DICE were present at the recently concluded GDC event where the company’s Graham Wihlidal spoke about how developers can process triangles and geometry within games efficiently thereby improving performance. The presentation is mostly focused on culling, a process wherein objects of any kind such as triangles and pixels are not part of the final image. In short, a good culling process can improve performance, specially on the PS4 and Xbox One whose CPUs are already quite outdated compared to current tech. This is especially true if culling is carried out totally on the CPU although GPU assisted processes are available.
In addition to improving the culling process on current gen consoles, DICE also revealed some interesting new information about the PS4 and Xbox One along with details that are already known.
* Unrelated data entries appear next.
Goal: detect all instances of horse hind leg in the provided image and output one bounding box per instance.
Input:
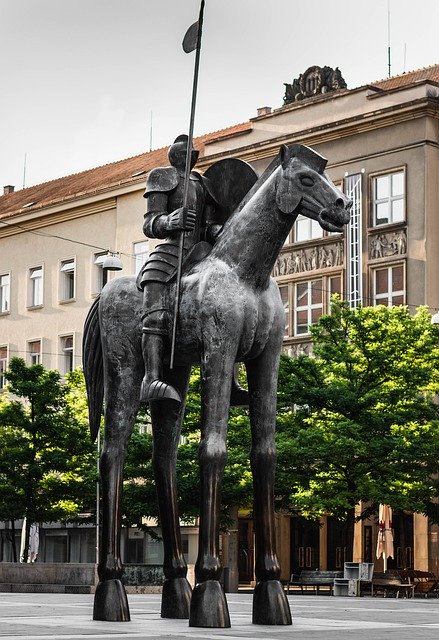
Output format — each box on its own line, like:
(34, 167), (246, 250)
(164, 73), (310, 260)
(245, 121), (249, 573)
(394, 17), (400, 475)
(246, 344), (292, 626)
(150, 364), (192, 619)
(93, 377), (140, 622)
It’s fairly well known at this point that the PS4 and Xbox One have similar CPU clock speed (though it’s slightly better on the Xbox One). Furthermore, we also know that the PS4 GPU has 18 compute units compared to 12 on the Xbox One which results into better ALU operations per cycle on Sony’s machine. However we were unaware of how many ALU cycles are required by each of them so that a triangle can be rendered by each GPU.
According to DICE the number of ALU cycles required by Xbox One GPU to render a triangle is 768 ALU ops/cycle and the PS4 is 1017. The PS4 also takes the lead as far as instructions that can be processed at a time goes. The Xbox One has a limit of 368 instructions at a time and the PS4 with 508. The slides then mention a number of methods of culling that be used to improve performance. However there were a couple of things that caught our eye.
The slide above clearly shows off the advantage of having a faster GDDR5 memory on the PS4 (with and without tessellation). The cull time and the actual draw time are quite faster on the PS4. It must be noted that the test case here includes rendering 443,429 triangles at a full HD resolution of 1080p.
Furthermore it was also revealed that Xbox One supports ExecuteIndirect chain command from DX12 which we have talked about before. This ensures that a single batch is required for rendering which further improves performance. This also means that the API of Xbox One is already pretty close to DX12 and it’s most likely that both are now sharing similar libraries. Another interesting revelation is the custom command processor of the Xbox One with micro-code support. Generally speaking, micro-codes are used to update the processor’s BIOS or even introduce stability and security updates along with possible performance improvements. Whether it’s something that Microsoft is already using or plans to use it in the future is unknown at this point.